Elegant C: security

Wednesday, July 15, 2015

PhD Defense Yacin Nadji - Understanding DNS-based Criminal Infrastructure for Informing Takedowns

Yacin Nadji, a PhD candidate in security at Georgia Tech, successfully defended his dissertation work today.

How does one disable a botnet? It is difficult to identify and repair individually infected machines. Therefore, targeting the command and control servers can instead break the linkage between the infected machines and the malicious controller.

Manual identification is time-consuming and can lead to collateral damage. Automation is required to enumerate the machines, evaluate the threat, identify the takedown mechanism, and determine the potential collateral damage by the takedown. Using a dataset of DNS registrations over time, the tools were tested across this sample of the Internet over time (from Damballa).

APT (Advance persistent threats) are particularly troublesome as they are machines that persist and change their presence overtime according to the botnet controller. The C&C machines also attempt to go dark by changing their IP resolution to localhost (127.0.0.1), thereby minimizing their observed signature by only having network traffic when an attack is required. This leads to a suite of detection features that can lead to identifying the actual C&C machines, such as having short-lived IP addresses, changing the domain name to NULL or localhost, and varying the IP address across a diverse set of infrastructure and geographic locations.

Then develop a machine learning algorithm, initially with a ground truth of 50k records of APTs. The features are scored and then run through different models using the 90/10 on the ground truth dataset. The following results are only approximate, as I was trying to copy them during the presentation.

Model	Accuracy	True Positive Rate	False Positive Rate
Naive Bayes	70	91	40
General Linear Regression	98	93	1
Random Forest	99	97	0.04

Then apply to the full dataset of 300 million records. These are clustered to 1.1 million clusters, of which ~700 are above 0.8 confidence of being APTs. At 90% confidence, the clusters all contain less than 1000 domain names.

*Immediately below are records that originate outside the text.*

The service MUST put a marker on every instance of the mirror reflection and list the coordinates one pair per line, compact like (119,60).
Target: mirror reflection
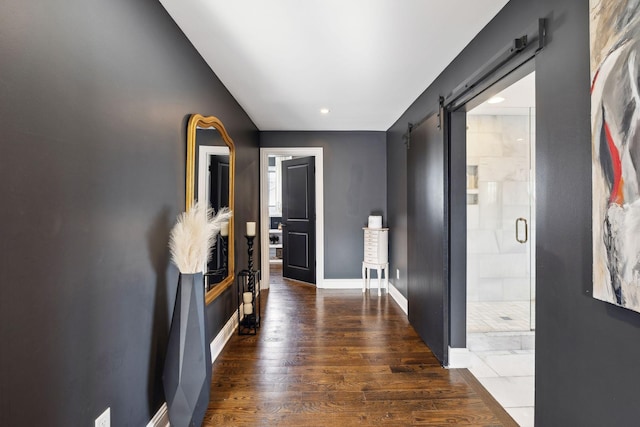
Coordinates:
(213,186)
(210,177)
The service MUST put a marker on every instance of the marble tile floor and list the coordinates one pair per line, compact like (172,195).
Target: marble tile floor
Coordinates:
(502,353)
(504,363)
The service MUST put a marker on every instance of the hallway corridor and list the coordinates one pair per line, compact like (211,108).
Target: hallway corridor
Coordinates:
(328,357)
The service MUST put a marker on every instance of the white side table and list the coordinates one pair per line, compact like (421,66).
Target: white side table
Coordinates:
(376,255)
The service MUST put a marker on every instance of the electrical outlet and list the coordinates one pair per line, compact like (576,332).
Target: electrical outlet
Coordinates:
(104,420)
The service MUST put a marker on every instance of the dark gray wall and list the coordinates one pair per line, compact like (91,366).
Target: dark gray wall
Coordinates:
(587,351)
(94,101)
(355,186)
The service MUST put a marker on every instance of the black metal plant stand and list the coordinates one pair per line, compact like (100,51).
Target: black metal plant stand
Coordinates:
(248,296)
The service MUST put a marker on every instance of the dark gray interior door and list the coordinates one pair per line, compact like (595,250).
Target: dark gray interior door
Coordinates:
(427,284)
(299,219)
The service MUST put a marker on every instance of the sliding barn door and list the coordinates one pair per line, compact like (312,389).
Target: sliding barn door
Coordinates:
(427,286)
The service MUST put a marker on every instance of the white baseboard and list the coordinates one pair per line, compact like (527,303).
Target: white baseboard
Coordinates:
(223,336)
(459,358)
(399,298)
(161,418)
(341,284)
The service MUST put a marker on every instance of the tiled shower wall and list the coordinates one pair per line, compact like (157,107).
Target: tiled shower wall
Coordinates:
(498,267)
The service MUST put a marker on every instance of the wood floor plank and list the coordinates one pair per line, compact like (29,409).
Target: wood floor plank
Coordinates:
(340,358)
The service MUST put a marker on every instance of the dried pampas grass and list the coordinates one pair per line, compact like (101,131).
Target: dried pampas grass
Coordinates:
(194,235)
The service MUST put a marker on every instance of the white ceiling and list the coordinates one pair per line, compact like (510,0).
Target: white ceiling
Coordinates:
(518,98)
(365,60)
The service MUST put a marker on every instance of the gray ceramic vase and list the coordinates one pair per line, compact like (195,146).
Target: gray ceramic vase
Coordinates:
(187,368)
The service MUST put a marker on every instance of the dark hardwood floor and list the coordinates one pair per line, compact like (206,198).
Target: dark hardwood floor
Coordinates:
(340,358)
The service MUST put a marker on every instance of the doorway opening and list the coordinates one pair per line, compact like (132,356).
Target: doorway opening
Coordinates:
(501,245)
(272,232)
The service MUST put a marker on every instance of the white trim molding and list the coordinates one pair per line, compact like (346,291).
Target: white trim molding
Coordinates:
(223,336)
(341,284)
(399,298)
(459,358)
(161,418)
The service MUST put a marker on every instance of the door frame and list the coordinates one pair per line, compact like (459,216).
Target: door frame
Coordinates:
(265,152)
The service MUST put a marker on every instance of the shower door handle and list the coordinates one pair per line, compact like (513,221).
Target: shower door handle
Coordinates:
(526,230)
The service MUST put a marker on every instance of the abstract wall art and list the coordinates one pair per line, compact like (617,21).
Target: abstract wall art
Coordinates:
(615,126)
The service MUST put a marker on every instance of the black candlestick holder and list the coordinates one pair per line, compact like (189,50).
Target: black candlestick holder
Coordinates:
(250,262)
(249,320)
(223,243)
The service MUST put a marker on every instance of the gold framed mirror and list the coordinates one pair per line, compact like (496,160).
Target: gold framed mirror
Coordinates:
(210,175)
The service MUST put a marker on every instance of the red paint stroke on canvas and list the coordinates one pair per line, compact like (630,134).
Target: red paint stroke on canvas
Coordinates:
(616,191)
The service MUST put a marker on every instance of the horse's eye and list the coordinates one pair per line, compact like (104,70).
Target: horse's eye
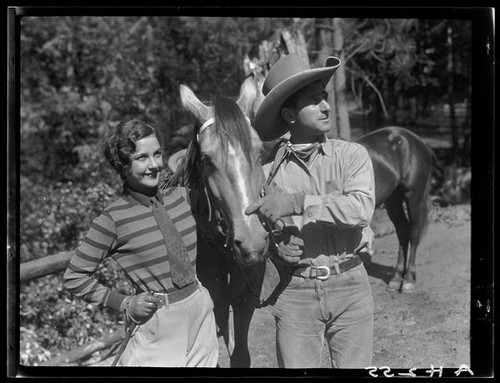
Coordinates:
(206,160)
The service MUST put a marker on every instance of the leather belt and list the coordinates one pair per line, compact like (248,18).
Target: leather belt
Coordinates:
(177,295)
(324,272)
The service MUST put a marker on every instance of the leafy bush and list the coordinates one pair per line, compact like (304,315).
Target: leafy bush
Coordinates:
(54,218)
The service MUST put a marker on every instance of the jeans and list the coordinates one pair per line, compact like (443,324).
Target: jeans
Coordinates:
(339,310)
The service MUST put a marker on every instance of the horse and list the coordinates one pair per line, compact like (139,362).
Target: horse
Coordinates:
(221,168)
(402,165)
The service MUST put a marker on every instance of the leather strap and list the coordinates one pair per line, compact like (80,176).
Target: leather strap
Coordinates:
(324,272)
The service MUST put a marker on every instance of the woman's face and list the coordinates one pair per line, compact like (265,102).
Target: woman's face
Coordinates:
(147,163)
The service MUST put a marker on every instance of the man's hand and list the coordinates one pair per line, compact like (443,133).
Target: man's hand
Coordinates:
(277,205)
(289,248)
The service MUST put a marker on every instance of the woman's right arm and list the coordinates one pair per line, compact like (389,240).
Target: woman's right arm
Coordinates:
(78,278)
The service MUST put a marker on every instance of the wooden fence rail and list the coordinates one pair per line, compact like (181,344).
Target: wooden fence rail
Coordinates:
(50,265)
(44,266)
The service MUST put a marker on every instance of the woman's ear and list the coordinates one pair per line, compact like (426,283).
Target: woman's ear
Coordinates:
(288,115)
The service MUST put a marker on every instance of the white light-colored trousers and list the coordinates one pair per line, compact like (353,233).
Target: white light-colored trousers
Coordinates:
(180,334)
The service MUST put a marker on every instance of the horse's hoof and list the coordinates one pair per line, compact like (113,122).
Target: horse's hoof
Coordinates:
(408,287)
(393,286)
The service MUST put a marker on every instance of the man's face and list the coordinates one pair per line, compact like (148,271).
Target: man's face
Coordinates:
(311,114)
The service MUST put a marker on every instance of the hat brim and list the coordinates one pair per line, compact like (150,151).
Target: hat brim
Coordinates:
(268,122)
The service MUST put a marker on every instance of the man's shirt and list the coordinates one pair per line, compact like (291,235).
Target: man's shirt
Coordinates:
(340,199)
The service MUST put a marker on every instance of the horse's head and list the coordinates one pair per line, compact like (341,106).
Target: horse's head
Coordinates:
(229,150)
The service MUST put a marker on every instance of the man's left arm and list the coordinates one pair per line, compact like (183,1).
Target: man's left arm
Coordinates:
(355,206)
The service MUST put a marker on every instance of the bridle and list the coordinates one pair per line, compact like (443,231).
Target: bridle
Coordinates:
(217,218)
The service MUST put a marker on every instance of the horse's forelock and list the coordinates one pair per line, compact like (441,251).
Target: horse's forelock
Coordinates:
(231,126)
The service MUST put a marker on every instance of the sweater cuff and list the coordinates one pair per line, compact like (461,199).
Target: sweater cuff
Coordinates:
(114,300)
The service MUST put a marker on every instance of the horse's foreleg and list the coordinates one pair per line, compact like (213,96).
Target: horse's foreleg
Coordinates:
(395,211)
(418,211)
(242,315)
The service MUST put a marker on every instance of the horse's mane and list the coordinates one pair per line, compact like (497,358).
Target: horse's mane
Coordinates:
(230,127)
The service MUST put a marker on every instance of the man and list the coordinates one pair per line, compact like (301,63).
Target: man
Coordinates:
(324,197)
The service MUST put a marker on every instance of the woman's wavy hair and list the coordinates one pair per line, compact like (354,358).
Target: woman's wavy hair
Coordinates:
(121,143)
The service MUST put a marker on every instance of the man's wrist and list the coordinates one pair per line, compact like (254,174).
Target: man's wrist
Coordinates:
(298,202)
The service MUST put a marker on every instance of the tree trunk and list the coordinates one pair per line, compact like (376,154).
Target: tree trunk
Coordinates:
(325,42)
(85,351)
(295,44)
(451,91)
(342,115)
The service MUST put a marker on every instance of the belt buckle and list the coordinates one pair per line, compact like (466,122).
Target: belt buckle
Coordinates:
(323,278)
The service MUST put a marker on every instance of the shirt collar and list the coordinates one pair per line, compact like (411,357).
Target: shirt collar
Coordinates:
(141,197)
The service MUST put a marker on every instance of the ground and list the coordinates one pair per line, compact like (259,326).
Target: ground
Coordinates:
(427,327)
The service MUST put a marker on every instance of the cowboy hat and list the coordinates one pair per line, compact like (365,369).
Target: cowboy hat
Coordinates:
(289,74)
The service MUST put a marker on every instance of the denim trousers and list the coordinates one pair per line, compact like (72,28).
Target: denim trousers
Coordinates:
(338,310)
(182,334)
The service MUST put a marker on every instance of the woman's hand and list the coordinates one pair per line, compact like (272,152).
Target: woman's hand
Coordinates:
(142,306)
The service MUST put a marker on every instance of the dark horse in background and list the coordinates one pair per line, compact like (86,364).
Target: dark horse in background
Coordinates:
(222,168)
(402,163)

How then do botnets attempt to evade detection? The infected machines generally use DNS to lookup their C&C machines; however, the lookup can be occasionally spurious or to legitimate IPs. The machines could be peer to peer, but this requires active connections that are often blocked or restricted by networks (against "legitimate" uses such as bittorrent).

The suite of tools also operates on the malware running in VMs, whereby it works through possible takedown mechanisms and then observes the response of the infection to takedown thereby identifying other, possibly unused, communication approaches. For most infections, this takes on the order of hours to enumerate through the approaches; however, some can take days.

Open Problems:

Attributing the botnet to physical entities
Targeting P2P-based botnets

Thursday, April 3, 2014

The Information Technology Implications of the President's Intelligence Review Panel

Peter Swire gave a Thomas E. Noonan Distinguished Lecture, titled “The Information Technology Implications of the President's Intelligence Review Panel". An interesting talk based on his time last fall on the President's 5-person committee charged with reviewing the practices of the intelligence community, partially in response to Snowden's leaks. Many recommendations were made in their 300 page report, including the often cited statement "Section 215 is 'not essential'."

A major theme of the talk was the claim that the "half life of secrets is declining". At one time, something classified would stay that way for 25 or more years. There is now increasing probability that directly (through leaks) or indirectly (by inference in non-classified sources) a secret will be publicly disclosed. Decisions must now be made by the intelligence community in light of the fact that their actions will likely be revealed in this near future.

Furthermore, there is a offense / defense tension to the gathering of intelligence. In the past, the discovery of a vulnerability in codes (e.g., encryption), etc would result in orders to change, orders that themselves would likely be undetected by potential foes. But how do you ensure that current systems remain secure, when most (90+%) are in the private sector. And clarify the tension where by e-commerce and dissent are weighed against intelligence gathering and military support (e.g., drones), and all dominated by cat videos.

How does the United States resolve the tension of promoting a freedom agenda (use of Twitter, etc in undemocratic countries) and the need of surveillance against foreign and domestic foes? In the past, secrets and intelligence were the actions of nation-states. Often gathered on physically separate networks against the background of predominantly local communication. Now, the predominant threat is from individuals (i.e., terrorists) and operating in a backdrop of global communication.
Three final points:

Increased privacy protections for non-citizens regardless of locale (see PPD-29)
ACM/IETF Code of Ethics as relates to confidentiality and security
MLAT and the time scales of the treaty versus the internet

I take no stance beyond saying that I recognize that legitimate needs result in a tension and that I found the talk very interesting.